The aim must be not to increase debt but to reduce it. In past debt crises - which usually affected emerging market sovereign debt - this tended to happen in one of two ways. If, say, Argentina had an excessively large domestic debt, denominated in Argentine currency, it could be inflated away. If it was an external debt, then the government simply defaulted on payments and forced the creditors to accept a rescheduling of debt and principal payments.
Today, Argentina is us. Former investment banks and German universal banks are Argentina. American households are Argentina. But it will not be so easy for us to inflate away our debts. The deflationary pressures unleashed by the financial crisis are too strong (consumer prices in the US have been falling for three consecutive months; the annualised rate of decline for the last quarter of 2008 was minus 12.7 per cent.)

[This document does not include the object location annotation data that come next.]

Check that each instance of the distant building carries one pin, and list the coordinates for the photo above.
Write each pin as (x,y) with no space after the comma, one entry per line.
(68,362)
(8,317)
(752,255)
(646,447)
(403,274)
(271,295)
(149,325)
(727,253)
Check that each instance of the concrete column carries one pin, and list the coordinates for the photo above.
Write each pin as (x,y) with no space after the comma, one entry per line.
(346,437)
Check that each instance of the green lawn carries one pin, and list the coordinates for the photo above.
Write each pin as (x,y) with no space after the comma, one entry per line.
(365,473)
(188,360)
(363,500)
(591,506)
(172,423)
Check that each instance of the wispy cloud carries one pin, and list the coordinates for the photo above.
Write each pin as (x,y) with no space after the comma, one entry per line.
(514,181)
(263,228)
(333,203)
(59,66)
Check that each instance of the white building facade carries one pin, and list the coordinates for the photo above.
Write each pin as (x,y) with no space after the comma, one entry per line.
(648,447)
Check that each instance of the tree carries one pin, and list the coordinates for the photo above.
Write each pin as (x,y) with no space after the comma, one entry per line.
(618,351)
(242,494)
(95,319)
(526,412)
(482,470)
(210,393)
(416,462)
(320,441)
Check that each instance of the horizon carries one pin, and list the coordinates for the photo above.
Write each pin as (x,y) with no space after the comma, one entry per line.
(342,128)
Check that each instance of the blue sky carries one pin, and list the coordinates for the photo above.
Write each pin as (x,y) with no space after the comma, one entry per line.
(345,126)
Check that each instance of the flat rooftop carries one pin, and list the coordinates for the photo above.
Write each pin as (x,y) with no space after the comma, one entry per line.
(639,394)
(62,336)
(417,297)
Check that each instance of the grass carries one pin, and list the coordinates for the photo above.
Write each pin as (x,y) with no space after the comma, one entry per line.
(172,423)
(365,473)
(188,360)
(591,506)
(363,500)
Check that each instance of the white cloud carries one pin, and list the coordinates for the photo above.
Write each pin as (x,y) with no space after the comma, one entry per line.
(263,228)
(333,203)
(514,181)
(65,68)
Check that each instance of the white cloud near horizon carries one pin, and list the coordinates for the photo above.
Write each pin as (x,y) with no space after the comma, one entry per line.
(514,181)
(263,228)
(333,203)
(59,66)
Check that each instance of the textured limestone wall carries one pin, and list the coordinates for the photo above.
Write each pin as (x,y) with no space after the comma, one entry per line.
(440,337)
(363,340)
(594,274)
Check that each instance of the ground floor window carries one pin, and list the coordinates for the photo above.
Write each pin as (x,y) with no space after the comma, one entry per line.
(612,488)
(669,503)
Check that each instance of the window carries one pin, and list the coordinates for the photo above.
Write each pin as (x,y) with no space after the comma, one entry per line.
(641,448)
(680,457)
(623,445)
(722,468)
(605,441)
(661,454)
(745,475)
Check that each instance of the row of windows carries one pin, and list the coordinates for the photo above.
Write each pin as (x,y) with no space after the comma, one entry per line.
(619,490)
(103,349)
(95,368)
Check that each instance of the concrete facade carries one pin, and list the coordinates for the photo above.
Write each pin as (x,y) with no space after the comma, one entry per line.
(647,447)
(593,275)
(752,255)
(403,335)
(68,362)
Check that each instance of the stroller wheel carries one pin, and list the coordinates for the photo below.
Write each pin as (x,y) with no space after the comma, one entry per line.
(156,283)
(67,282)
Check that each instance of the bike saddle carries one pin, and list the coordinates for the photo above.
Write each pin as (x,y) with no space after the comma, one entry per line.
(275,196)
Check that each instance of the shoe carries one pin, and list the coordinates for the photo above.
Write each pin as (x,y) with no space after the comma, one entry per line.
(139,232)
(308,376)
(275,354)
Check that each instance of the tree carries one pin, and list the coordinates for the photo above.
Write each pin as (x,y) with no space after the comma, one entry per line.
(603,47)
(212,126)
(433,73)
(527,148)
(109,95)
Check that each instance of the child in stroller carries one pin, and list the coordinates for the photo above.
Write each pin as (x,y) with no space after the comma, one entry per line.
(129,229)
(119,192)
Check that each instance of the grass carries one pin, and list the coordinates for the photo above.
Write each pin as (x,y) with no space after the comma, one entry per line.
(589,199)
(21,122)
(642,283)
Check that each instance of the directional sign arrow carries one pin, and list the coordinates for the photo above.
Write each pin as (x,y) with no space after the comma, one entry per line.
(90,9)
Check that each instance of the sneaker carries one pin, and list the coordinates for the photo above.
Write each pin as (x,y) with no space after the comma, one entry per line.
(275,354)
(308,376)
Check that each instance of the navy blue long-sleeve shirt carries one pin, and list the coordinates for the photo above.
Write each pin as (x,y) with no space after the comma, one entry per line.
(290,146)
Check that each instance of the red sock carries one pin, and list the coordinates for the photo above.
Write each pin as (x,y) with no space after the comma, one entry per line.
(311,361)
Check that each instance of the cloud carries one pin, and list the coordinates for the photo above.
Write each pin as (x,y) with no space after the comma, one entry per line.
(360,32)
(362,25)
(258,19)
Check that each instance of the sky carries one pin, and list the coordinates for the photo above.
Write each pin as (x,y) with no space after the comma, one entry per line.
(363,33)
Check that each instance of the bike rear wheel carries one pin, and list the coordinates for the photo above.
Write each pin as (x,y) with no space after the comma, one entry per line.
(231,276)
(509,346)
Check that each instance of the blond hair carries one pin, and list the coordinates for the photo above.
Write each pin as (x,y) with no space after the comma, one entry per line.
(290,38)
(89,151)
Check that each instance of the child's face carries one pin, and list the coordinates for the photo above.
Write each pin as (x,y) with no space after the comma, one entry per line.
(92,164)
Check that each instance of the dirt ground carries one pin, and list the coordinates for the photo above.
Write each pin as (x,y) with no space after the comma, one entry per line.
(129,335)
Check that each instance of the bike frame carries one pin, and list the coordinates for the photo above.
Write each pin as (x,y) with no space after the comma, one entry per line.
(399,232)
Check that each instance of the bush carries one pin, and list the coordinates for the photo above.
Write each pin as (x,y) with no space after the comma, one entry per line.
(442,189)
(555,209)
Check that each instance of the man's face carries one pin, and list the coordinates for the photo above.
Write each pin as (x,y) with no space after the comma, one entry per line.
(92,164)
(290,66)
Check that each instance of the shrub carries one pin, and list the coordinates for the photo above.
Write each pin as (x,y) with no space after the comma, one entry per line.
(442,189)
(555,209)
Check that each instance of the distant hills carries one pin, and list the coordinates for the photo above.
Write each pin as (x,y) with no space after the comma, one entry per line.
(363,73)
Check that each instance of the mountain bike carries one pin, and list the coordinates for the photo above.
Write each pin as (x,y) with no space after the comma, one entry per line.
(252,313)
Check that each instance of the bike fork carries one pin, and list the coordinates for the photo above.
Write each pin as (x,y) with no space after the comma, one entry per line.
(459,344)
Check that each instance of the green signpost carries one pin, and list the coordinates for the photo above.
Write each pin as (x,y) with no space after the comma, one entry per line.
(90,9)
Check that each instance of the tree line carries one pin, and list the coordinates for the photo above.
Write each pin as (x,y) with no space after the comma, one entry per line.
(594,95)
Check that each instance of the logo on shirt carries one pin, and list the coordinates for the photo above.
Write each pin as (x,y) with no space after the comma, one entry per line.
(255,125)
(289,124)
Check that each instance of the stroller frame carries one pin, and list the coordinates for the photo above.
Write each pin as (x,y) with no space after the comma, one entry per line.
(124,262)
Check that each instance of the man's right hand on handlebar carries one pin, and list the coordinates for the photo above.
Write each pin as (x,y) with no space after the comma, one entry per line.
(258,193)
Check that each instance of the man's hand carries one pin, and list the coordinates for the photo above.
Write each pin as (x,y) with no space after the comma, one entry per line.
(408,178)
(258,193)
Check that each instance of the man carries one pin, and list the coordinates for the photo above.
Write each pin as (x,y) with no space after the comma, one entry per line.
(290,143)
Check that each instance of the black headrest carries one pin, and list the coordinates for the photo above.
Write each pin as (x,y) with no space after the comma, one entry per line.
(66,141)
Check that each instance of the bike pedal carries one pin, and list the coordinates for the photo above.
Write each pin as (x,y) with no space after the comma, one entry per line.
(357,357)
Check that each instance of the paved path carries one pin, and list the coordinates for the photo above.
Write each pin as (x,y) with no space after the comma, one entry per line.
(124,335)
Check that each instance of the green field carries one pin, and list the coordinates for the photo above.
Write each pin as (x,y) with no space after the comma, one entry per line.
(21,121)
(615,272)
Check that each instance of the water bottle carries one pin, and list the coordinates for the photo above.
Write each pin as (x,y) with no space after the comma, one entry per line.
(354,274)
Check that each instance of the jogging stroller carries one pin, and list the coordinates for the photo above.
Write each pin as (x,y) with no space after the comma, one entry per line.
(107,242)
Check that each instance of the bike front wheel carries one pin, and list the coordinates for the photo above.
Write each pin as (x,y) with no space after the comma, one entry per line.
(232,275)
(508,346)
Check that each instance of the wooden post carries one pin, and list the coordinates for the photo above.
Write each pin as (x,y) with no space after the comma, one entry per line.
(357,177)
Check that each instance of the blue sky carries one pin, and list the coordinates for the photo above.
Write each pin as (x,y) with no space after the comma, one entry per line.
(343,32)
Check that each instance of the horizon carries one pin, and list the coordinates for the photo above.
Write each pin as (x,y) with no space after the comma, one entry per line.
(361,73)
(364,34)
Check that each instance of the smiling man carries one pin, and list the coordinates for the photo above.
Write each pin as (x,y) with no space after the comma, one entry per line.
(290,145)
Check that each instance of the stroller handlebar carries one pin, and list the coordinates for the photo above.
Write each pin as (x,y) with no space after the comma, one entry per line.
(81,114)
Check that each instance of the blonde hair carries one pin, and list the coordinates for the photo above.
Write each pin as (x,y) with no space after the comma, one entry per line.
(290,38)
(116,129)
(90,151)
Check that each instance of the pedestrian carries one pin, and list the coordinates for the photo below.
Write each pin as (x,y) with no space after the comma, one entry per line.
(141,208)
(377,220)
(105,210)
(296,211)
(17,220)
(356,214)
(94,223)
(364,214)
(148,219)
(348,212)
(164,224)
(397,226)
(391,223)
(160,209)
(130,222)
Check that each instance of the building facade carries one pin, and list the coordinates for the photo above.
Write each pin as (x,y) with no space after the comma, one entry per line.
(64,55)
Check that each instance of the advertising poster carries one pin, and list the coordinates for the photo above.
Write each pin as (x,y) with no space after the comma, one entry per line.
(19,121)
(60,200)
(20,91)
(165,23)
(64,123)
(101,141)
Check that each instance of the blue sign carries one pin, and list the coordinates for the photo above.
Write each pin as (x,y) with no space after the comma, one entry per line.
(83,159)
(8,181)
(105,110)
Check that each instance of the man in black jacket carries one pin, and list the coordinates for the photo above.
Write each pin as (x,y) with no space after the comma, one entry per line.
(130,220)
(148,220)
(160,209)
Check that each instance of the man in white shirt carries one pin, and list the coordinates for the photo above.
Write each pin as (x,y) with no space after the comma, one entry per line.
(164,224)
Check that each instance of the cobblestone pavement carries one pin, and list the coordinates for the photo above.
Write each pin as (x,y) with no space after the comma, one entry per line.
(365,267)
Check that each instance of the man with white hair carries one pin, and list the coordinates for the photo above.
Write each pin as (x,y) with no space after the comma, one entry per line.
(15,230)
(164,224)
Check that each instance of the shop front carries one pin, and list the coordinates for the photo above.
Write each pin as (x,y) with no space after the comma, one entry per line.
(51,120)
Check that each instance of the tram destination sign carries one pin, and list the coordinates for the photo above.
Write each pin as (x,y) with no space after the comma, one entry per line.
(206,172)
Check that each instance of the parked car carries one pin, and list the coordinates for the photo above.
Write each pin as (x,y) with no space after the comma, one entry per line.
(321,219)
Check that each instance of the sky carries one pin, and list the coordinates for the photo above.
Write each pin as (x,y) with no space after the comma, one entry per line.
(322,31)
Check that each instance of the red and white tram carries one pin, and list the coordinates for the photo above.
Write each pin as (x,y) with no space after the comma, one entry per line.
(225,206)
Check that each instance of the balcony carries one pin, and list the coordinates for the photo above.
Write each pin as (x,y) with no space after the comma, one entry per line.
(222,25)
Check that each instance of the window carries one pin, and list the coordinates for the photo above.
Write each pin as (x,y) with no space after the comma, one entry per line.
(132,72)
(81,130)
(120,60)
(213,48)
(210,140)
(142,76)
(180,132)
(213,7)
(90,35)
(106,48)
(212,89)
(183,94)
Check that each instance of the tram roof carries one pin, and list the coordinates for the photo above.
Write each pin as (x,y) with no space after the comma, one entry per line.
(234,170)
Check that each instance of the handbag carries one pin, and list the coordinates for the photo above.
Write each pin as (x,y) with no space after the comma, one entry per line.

Nor is default quite the same for banks and households as it is for governments. Bankruptcy can be a complicated business. Understandably, monetary authorities are anxious to avoid mass bankruptcies of banks and households, not least because of the knock-on effects on asset prices of distressed sales of assets.
The solution to the debt crisis is not more debt but less debt. Two things must happen. First, banks that are de facto insolvent need to be restructured, a word that is preferable to the old-fashioned nationalisation. Existing shareholders will have to face that they have lost their money. Too bad; they should have kept a more vigilant eye on the people running their banks. Government will take control in return for a substantial recapitalisation after losses have meaningfully been written down. Bondholders may have to accept either a debt-for-equity swap or a 20 per cent "haircut" - a disappointment, no doubt, but nothing compared with the losses suffered when Lehman Brothers went under.
There are precedents for such drastic action, notably the response to the Swedish banking crisis of the early 1990s.